Taken together, they can indeed be operated like a modestly sized power station. If you need a little more power output from your virtual power plant, simply wind back Mr and Mrs Jones’s air conditioner a little, turn down Joe Bloggs’s pool pump, and increase the output from the Nguyen family’s battery. Voilà!
But there are several problems with this. What if Joe Bloggs is connected a long way from where the extra power is needed, making his pool pump the least efficient resource to use on this occasion? Or what if the electricity network in the Nguyens’ area is already close to its technical limit? Or what if the Joneses are throwing a party today and don’t want to skimp on air conditioning?
A simple VPP, which lumps all of these resources together as a single entity, can’t typically use them optimally. It doesn’t account for real-time network losses, won’t consider network technical constraints like current and voltage limits, cannot account for individual households’ specific energy needs, and doesn’t allow for time- and location-specific responses to price signals. It generally doesn’t deal well with issues of equity between consumers, and may require private information about consumers’ energy behaviour.
A more delicate tool
This is where we need to look past the simple VPP model, to a more comprehensive approach – a “VPP 2.0”, if you will. There are options on the table already, some being developed in Australia. They could make it possible to run the power system with a very large number of distributed energy resources.

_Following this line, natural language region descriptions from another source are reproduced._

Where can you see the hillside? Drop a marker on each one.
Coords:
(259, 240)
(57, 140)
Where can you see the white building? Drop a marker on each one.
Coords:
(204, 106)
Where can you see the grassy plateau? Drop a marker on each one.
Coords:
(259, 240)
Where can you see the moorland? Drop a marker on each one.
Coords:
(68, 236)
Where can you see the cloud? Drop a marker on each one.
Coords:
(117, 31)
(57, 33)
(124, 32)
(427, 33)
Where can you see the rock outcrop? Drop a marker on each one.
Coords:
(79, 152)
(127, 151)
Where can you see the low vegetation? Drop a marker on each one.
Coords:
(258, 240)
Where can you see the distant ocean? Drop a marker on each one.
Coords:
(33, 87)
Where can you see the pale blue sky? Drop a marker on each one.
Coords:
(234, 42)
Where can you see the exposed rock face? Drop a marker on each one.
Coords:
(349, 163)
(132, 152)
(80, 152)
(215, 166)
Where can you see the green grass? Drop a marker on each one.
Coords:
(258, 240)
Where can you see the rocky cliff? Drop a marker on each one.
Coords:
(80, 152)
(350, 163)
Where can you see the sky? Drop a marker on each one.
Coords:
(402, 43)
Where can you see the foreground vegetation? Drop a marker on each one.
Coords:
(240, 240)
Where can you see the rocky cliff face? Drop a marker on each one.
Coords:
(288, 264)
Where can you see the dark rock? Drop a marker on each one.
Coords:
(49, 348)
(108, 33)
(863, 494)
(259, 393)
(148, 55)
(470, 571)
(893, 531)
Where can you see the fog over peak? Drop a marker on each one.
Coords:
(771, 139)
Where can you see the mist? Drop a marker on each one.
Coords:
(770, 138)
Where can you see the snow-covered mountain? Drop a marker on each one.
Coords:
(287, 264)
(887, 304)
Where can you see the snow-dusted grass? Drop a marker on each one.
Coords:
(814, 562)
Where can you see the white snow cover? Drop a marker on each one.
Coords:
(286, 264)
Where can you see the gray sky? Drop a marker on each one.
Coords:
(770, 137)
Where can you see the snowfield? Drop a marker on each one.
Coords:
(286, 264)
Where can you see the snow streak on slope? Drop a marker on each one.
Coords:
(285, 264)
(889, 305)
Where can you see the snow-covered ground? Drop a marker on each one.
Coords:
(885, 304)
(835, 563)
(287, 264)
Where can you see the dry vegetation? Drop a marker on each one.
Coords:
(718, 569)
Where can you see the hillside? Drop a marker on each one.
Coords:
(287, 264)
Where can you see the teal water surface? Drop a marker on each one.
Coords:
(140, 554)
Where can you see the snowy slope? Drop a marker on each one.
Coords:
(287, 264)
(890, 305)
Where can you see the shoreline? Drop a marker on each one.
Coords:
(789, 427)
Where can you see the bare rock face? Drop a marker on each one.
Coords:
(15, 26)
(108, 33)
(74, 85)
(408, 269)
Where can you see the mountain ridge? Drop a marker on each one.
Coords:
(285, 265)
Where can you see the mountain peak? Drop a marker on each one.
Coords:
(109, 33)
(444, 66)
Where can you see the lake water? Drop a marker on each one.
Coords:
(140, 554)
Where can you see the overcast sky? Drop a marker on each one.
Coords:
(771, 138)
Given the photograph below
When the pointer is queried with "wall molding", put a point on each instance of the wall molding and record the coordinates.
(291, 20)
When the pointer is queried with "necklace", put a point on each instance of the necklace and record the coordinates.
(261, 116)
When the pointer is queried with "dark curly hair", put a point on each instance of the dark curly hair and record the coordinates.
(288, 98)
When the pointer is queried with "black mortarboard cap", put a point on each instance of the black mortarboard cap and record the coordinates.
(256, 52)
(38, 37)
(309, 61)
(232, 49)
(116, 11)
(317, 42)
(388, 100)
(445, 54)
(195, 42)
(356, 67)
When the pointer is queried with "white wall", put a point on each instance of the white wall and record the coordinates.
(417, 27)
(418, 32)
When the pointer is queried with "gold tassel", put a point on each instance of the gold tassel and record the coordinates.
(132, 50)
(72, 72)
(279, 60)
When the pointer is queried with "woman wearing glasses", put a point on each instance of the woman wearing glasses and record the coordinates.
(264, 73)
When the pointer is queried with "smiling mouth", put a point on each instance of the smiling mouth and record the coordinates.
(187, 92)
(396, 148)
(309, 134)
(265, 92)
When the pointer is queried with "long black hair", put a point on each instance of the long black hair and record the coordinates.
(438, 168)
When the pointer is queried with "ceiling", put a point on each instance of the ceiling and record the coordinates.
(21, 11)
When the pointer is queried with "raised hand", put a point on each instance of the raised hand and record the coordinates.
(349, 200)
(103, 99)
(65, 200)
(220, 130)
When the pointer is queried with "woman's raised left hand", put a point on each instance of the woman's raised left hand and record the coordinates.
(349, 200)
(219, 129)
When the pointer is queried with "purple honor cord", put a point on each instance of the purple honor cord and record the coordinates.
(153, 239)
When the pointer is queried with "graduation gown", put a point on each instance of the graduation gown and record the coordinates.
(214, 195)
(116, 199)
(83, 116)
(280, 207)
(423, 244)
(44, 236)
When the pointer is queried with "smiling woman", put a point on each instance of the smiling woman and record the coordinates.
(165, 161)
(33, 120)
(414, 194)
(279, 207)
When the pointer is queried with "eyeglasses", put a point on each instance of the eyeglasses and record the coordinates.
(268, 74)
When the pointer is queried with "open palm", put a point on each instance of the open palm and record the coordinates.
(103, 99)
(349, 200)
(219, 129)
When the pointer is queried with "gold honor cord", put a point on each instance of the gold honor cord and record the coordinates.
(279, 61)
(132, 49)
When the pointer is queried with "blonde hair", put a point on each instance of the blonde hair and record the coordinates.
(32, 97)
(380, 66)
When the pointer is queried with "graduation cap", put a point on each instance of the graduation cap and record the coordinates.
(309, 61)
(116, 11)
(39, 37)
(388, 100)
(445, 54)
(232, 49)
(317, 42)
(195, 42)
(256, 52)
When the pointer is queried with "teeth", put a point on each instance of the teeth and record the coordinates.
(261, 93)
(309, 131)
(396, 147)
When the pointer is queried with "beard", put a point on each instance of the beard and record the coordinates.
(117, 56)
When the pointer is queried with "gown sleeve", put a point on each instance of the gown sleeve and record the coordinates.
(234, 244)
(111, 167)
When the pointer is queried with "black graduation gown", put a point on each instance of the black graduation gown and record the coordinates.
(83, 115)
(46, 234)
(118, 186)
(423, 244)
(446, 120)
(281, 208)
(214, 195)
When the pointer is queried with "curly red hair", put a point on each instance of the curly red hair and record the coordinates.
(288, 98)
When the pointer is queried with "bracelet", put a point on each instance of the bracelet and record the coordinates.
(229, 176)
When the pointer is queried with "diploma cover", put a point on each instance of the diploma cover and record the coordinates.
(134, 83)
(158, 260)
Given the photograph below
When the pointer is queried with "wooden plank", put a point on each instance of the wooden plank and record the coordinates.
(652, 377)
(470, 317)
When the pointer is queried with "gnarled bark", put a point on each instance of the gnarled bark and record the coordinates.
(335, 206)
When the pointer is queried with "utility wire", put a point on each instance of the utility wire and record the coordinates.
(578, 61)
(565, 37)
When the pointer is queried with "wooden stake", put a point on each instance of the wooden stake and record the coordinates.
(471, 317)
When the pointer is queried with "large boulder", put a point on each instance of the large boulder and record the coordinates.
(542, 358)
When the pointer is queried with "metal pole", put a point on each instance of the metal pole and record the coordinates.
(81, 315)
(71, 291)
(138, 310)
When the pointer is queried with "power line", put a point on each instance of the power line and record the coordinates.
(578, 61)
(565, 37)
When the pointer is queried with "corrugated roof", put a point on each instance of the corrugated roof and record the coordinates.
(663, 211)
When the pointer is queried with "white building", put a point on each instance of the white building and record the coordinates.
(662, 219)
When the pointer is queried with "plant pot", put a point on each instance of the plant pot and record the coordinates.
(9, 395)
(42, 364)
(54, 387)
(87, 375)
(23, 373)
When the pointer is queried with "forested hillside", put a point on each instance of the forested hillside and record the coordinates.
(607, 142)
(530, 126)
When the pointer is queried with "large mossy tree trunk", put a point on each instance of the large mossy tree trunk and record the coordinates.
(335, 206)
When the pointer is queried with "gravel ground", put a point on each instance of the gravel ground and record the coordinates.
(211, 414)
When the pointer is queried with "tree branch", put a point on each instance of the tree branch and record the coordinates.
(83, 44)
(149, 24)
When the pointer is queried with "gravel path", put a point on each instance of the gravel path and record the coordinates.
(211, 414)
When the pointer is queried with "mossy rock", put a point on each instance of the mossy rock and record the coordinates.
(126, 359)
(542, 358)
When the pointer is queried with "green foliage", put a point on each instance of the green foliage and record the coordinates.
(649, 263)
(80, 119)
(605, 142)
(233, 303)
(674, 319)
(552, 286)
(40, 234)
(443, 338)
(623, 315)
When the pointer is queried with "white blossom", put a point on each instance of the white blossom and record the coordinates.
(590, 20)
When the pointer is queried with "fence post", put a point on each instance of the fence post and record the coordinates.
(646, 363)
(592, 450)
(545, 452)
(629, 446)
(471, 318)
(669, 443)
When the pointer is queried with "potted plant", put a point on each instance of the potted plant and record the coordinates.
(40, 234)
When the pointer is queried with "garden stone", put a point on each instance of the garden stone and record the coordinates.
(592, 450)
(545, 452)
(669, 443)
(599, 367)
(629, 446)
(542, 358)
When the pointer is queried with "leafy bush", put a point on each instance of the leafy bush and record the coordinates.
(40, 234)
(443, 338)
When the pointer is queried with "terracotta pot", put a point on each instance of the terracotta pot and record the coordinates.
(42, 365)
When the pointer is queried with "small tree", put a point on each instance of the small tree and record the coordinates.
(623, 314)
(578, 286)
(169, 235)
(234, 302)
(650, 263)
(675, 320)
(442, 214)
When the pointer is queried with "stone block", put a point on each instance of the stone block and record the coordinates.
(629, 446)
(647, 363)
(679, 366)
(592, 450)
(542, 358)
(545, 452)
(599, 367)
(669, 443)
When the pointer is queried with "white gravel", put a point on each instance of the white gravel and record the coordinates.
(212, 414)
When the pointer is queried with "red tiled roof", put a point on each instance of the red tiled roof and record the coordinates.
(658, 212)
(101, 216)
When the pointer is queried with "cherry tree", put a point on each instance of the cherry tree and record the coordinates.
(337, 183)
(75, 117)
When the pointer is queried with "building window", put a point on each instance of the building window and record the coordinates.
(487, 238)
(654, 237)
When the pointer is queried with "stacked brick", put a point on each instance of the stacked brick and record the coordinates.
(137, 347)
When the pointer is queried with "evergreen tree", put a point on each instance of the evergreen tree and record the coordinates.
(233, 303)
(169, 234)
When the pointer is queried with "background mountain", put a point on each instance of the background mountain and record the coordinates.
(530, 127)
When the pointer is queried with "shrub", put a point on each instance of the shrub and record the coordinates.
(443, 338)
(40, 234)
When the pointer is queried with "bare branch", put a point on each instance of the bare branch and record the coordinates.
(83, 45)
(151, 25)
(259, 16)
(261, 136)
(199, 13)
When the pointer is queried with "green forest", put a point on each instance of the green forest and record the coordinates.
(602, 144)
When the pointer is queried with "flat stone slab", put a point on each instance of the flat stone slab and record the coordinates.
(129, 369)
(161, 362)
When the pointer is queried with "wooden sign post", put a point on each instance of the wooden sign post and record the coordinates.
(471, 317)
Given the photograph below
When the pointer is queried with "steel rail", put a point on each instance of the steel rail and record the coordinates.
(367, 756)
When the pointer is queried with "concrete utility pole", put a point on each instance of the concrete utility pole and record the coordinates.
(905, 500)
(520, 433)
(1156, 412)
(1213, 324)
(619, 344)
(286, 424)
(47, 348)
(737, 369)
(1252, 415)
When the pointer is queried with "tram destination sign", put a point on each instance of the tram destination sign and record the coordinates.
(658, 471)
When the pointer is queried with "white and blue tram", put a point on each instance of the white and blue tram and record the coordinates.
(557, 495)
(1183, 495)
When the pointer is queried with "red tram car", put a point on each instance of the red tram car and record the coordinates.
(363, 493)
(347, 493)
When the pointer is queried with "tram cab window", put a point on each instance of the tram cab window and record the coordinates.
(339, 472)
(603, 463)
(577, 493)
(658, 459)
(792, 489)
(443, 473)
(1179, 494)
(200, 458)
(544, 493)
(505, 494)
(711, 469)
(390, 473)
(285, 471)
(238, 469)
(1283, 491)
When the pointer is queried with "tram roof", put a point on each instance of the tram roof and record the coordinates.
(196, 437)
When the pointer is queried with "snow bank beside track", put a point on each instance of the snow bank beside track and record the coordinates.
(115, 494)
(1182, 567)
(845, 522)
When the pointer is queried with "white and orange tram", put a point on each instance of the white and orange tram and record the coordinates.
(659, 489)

One example is the CONSORT trial project being run on Tasmania’s Bruny Island, which links up 33 homes with battery storage into a single network, orchestrating their operation via “network aware coordination” algorithms. This system takes account of variations in price signals, both in location and time, and then manages the batteries’ outputs accordingly.
A household’s battery with an abundance of stored energy may, for example, be co-opted to solve a particular issue in the section of network to which it is connected. However, a different household on the same piece of network may foresee a later use for its stored energy which will be of higher value, and so it should not respond to the same price signal. Yet another household may be connected at a location where it has little or no influence on solving the local issue, and thus should not be used at all if the problem can be solved more cheaply and effectively elsewhere.
This leads to the idea that a market-based approach may be the best way to marshall all of these distributed energy resources. After all, what we are trying to do here is match up supply and demand in the most efficient way – precisely what a market does best.
The goods in this market are supplied by the various distributed energy resources. The buyers in the market might include energy retailers, electricity network operators, power system operators, wind and solar farm operators, and large or small energy customers.
Operating and clearing a distributed energy market is more challenging than for a conventional market, not least because of the physical limitations imposed by the electricity grid itself. But it may be worth it: a market’s potential to find the genuine value of DER services, to allow a degree of agency for market players, and to produce the most efficient outcome for the electricity system as a whole could make for a compelling case.
This is a view certainly shared by the proponents of the ARENA-funded deX project (decentralised energy exchange), led by Melbourne’s GreenSync, which aims to demonstrate a working digital marketplace for this kind of distributed electricity services.
Of course, a market won’t just develop on its own. Distributed resources need to be deployed in sufficient volume and in such a way that they can communicate with a market exchange platform, can automatically make feasible offers, and then execute them when those offers are accepted.
At the moment there aren’t many distributed resources deployed. But market development could be fostered, for example by operating in its early phase as a market for longer-term contracts (three years, for example) rather than for near- or real-time services, thus providing up-front incentives for suppliers to install distributed energy resources where they are valued most highly.
The next ten years
A decade from now, there will certainly be a large and growing fleet of flexible, distributed energy resources in our electricity system. The technological options are compelling, and Australian consumers and businesses have shown their appetite for them.
How they will be coordinated to equitably and efficiently meet the many and varied objectives of our energy system is unknown. An efficient market will need time to develop, not to mention plenty of participants. But it can be structured to make it attractive to join, which would speed up the process.
Now is the time to do the analysis, to develop and test different approaches, and to make informed decisions about a consistent and inclusive approach that is attractive to households and businesses alike.